Con questa mostra abbiamo provato a realizzare una riflessione attiva sulla memoria e sulla capacità degli invisibili di ogni tempo, compreso il nostro, di costruire valore, produrre ricchezza sostenibile e consegnare a noi il mondo intatto. E di questo tentativo andato a segno, il pubblico, la critica e i media ci hanno dato atto con affetto e riconoscimenti di cui siamo grati.

Ogni volto è un ritratto della bellezza non effimera, dell’eros stesso della vita che però non si ritrae di fronte alla macchina fotografica di Notarangelo, anzi si apre, accoglie e sorride: occhi, sguardi e rughe si aprono alla relazione con Mimì ed emergono in tutta la loro
somiglianza con le forme della pietra.
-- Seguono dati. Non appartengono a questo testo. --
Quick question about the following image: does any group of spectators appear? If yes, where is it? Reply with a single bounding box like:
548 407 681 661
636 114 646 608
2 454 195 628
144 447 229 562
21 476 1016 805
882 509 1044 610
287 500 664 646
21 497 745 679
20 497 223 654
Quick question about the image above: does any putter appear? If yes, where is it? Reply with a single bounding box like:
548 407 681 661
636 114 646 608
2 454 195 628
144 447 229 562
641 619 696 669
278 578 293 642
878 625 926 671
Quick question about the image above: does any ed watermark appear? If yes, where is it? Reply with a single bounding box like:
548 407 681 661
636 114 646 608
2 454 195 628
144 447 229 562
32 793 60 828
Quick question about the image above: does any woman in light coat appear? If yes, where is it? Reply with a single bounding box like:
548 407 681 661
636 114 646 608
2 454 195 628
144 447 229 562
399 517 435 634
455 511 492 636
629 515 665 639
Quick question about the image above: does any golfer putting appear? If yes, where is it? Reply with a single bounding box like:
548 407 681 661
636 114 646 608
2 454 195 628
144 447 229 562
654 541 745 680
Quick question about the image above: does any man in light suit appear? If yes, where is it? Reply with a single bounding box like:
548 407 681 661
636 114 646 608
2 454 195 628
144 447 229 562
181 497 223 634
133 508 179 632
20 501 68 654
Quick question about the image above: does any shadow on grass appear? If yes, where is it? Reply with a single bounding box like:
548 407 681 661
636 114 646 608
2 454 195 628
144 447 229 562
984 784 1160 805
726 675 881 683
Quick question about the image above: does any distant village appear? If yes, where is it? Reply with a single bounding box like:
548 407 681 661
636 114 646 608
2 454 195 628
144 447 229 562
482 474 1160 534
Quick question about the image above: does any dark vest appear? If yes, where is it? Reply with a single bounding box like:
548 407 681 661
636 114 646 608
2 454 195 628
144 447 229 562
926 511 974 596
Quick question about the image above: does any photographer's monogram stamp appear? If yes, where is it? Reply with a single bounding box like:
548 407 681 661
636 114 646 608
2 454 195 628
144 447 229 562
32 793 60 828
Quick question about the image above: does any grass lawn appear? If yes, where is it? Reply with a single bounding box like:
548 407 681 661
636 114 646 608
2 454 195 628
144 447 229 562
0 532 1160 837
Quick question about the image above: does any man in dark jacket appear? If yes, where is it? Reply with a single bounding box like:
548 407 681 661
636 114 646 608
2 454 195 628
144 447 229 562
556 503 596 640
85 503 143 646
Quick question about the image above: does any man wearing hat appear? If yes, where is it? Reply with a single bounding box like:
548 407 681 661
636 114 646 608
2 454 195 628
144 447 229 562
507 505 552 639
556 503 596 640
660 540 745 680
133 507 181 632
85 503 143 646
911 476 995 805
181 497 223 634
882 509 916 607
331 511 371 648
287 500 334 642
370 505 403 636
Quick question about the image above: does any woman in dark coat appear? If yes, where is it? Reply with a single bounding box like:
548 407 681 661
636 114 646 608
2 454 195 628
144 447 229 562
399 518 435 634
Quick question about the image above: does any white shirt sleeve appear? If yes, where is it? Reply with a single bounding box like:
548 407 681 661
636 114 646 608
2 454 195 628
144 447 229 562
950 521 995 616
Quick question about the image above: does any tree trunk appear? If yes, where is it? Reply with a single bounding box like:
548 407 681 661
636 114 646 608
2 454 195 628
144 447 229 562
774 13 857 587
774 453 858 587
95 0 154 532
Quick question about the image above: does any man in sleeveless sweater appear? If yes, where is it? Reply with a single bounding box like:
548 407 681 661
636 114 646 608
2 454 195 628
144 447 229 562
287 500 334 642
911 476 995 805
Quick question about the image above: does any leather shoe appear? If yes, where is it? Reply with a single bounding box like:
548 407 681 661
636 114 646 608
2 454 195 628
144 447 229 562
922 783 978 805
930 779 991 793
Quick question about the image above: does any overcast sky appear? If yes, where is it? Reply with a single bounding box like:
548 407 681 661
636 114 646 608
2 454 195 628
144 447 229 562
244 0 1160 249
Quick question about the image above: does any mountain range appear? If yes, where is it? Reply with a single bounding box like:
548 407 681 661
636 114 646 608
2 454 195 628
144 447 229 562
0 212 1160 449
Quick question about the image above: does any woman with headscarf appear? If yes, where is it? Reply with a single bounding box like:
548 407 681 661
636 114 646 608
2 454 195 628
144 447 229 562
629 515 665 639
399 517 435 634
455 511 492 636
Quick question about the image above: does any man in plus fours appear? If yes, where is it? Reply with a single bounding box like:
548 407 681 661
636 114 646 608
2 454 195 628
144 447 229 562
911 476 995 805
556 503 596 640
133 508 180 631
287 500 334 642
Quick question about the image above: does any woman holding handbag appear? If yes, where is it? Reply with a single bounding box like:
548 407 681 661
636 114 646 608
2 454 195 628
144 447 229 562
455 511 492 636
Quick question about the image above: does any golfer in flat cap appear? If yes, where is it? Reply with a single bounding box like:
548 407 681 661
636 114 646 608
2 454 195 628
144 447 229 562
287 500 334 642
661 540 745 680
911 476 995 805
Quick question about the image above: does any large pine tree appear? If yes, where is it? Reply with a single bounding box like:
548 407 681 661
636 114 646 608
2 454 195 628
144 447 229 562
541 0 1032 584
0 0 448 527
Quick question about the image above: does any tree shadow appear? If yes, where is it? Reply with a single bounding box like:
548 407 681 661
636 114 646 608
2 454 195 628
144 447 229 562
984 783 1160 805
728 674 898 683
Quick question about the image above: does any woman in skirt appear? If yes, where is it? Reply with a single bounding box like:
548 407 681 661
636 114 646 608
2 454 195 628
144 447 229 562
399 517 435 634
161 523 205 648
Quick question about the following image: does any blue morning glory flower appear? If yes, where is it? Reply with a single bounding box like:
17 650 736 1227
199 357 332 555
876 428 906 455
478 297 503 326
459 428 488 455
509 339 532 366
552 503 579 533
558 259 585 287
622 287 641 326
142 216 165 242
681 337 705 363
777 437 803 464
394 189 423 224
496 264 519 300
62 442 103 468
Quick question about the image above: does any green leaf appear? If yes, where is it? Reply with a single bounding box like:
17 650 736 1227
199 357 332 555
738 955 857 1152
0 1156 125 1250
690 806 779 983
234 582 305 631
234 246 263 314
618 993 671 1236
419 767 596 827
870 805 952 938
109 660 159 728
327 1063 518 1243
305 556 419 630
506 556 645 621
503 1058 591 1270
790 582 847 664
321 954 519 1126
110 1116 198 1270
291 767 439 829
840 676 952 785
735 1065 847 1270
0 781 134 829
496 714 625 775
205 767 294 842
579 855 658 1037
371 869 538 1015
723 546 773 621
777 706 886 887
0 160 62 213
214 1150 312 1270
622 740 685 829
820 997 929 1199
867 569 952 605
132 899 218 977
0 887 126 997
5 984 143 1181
Come la pietra infatti, gli ultimi eredi della civiltà rupestre, attraverso migrazioni geologiche e umane inarrestabili, hanno tramandato un sapere millenario, dando forma al tempo, al mondo, al design utile, al lavoro e all’arte di vivere come li conosciamo oggi.

La mostra di Domenico Notarangelo al MAXXI è stata un’immersione autentica, fisica e metafisica, nel nostro Sud Italia e nella componente magica, etica ed estetica che l’ha caratterizzata e che innerva ogni Sud invisibile del mondo, per cui il messaggio di Notarangelo è universale. Un’esplorazione nell’anima di luoghi, cose e persone fatta per immagini da contemplare per sempre, e che sembrano scrutarci con la loro intensità, raccontata anche nel film di David Grieco “Notarangelo, ladro di anime”, prodotto e distribuito da Jumping Flea e Istituto Luce e andato in onda su Sky Arte nel 2022.
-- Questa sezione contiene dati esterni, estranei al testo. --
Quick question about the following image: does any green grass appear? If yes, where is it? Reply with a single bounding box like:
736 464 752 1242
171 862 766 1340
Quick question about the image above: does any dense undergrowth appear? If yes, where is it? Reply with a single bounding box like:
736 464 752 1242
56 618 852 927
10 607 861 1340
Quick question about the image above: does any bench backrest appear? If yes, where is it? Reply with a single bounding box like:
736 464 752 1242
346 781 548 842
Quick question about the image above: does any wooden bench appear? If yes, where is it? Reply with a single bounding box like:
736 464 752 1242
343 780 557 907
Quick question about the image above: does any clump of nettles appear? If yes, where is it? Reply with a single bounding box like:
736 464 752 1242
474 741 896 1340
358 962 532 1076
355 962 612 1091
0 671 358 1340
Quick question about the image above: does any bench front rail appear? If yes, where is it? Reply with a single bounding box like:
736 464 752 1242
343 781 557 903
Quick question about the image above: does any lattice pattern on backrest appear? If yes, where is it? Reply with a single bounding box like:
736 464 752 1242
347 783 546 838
imageIl progetto è frutto di un intenso lavoro di ricerca e approfondimento scientifico realizzato con professionisti e amici, oltre al sottoscritto, per due anni: i figli di Domenico Notarangelo, Giuseppe, Mario e Antonio; tutto il network Cascino Progetti, il regista e fotografo Francesco Dongiovanni, l’Archivio Notarangelo e l’Associazione Pasolini di Matera.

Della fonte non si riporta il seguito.